I’ve been re-reading Anthony Powell’s sequence of novels, “A
Dance To The Music of Time”, which I first read when I was a sixth-former, and
The Hero of Maida features in two of the novels, thinly disguised as The Hero
of Acre. Since one of the climactic moments of the whole sequence occurs on the
banks of the canal, a few minutes’ walk away, the identification is obvious.
The events Powell describes are set in 1947, and he gives a fascinating picture
of how seedy the area was at the time; if you want to check it out, it’s in
“Books Do Furnish A Room” (though the Hero also features in a magnificent
setpiece at the start of “Temporary Kings” as well).
NO MORE NEELDS
The Neeld Arms on the corner of Harrow Road and Marylands Road is, as I’ve said before,
being redeveloped as flats. The other day, thanks to the generosity of kind
parishioners, I went to the “Age of Giorgione” exhibition at the Royal Academy,
(well worth seeing, by the way, not much Giorgione, but lots of nice pictures)
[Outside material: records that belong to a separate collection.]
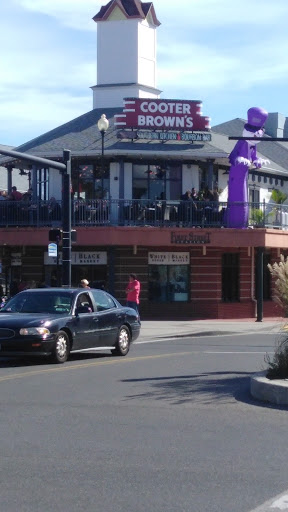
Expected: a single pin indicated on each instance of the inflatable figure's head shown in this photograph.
(256, 118)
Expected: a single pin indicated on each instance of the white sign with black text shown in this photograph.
(79, 258)
(168, 258)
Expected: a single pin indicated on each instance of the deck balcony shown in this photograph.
(123, 212)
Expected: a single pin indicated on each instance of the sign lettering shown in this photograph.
(162, 115)
(168, 258)
(190, 238)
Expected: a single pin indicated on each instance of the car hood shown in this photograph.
(18, 320)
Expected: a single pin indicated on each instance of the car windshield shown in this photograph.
(51, 302)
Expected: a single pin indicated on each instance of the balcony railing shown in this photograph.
(123, 212)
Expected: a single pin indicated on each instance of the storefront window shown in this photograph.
(90, 181)
(168, 283)
(157, 182)
(230, 277)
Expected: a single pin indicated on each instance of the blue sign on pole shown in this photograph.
(52, 250)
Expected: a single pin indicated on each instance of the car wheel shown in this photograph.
(62, 347)
(123, 342)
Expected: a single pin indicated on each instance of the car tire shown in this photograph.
(122, 345)
(62, 347)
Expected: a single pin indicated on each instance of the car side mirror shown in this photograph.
(83, 309)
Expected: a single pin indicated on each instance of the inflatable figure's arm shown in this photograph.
(240, 153)
(258, 162)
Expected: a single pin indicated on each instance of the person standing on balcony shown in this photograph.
(15, 194)
(133, 292)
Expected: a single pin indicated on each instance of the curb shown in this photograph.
(272, 391)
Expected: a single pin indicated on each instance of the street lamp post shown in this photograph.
(103, 125)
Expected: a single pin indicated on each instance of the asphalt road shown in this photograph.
(171, 427)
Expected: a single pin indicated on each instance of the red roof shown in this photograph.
(130, 8)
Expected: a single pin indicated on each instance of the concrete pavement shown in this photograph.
(159, 329)
(275, 391)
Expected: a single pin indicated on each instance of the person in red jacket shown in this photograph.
(133, 292)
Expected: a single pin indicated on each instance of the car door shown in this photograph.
(85, 324)
(110, 318)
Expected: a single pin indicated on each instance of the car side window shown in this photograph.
(103, 301)
(84, 300)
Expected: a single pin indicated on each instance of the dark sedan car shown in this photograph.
(57, 321)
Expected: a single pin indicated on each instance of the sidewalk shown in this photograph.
(157, 329)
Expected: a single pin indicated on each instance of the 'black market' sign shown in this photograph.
(189, 238)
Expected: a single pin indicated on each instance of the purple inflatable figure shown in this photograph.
(243, 154)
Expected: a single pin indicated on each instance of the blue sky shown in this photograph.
(231, 55)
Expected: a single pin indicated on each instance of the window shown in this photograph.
(90, 181)
(103, 301)
(157, 182)
(43, 184)
(83, 300)
(168, 283)
(254, 196)
(266, 278)
(230, 277)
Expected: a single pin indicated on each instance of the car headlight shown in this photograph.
(31, 331)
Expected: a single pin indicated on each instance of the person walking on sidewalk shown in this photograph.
(133, 292)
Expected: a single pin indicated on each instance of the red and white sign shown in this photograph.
(162, 115)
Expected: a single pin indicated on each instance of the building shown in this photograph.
(127, 184)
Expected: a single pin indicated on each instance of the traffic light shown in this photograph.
(55, 235)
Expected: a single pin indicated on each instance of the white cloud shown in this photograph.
(72, 13)
(217, 51)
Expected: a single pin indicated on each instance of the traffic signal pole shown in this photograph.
(65, 169)
(66, 221)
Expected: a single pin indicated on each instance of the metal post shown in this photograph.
(9, 178)
(259, 291)
(66, 221)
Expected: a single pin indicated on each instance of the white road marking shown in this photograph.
(275, 504)
(202, 336)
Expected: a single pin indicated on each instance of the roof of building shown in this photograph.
(82, 137)
(130, 8)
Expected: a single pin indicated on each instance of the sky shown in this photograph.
(230, 55)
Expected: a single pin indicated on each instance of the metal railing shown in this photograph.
(123, 212)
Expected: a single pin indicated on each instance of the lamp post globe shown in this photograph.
(103, 124)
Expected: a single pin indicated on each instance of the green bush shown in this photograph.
(277, 367)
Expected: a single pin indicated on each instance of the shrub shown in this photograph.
(278, 365)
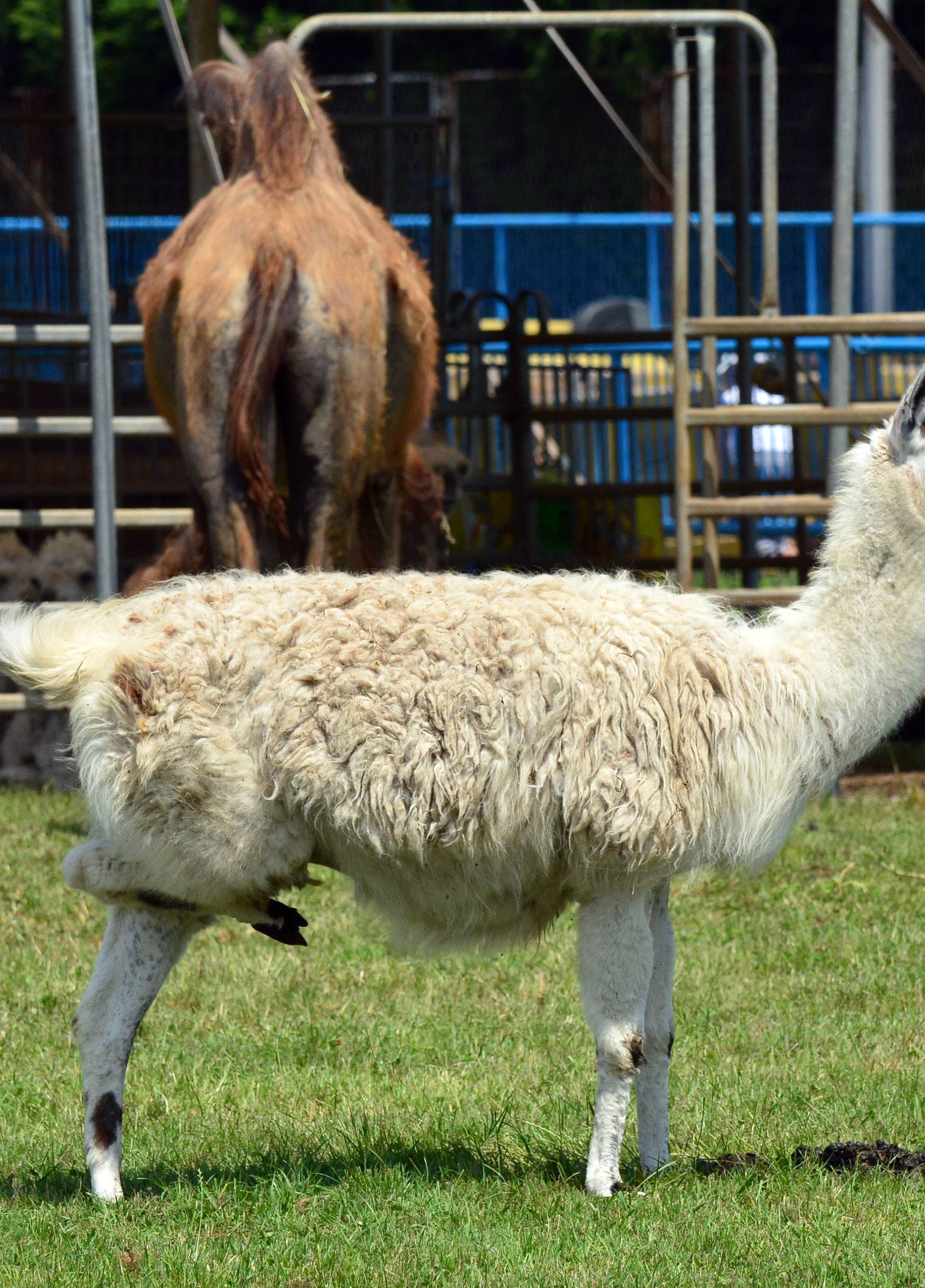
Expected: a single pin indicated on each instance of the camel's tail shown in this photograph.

and in the catalogue happened to spot a reference to the Neeld family. A
picture in the last room of the show, a painting of Judith with the head of
Holofernes, by a follower of Giorgione called Giovanni Cariani, was first
catalogued by the great art historian Bernard Berenson a hundred years ago at
Grittleton House, near Chippenham, in the collection of Sir Audley Neeld Bt.
It’s a striking picture (Judith as Venetian courtesan) but it sent me back to
the Neelds.
Technically they weren’t actually landowners, but they
leased an estate here and developed it. The actual landowners were the Dean and
Chapter of Westminster (the Abbey of St.Peter) and that’s why the area was
called St.Peter’s Park. The one who actually took the lease in 1821 was Joseph
Neeld, a lawyer who acquired the interest in it from his great uncle, Philip
Rundell, a successful goldsmith, who had lived at Westbourne Farm. Rundell’s
sister had married a Mr Goldney, and when Rundell died, Neeld bought the manor
of Grittleton with his inheritance. He was one of the last MPs for the
notorious rotten borough of Gatton (one elector, two MPs) and then MP for
Chippenham in the reformed House of Commons for more than 20 years. It was
Joseph Neeld’s brother and heir, Sir John, who started developing the estate in
the 1860s. They also had a plot of land further up the Harrow Road, where you can find Grittleton Avenue
and Chippenham Avenue
on the Tokyngton Estate, but they can have got no great return from that as it
wasn’t built on in the Neeld era. The St.Peter’s Park estate went up gradually
over the 1870s and 1880s, and early photos of St.Peter’s Church reveal that the
church was built before the neighbouring houses (which was remarkable). The
estate stretched from Formosa
Street up to Fernhead Road , which was apparently
called Neeld Road
at one time. St.Peter’s Park was the customary name for this area well into the
twentieth century, as there is a War Memorial tablet commemorating the men of
Queen’s Park and St.Peter’s Park who were killed in the Great War, which is now
in the Beethoven Centre (in Queen’s Park).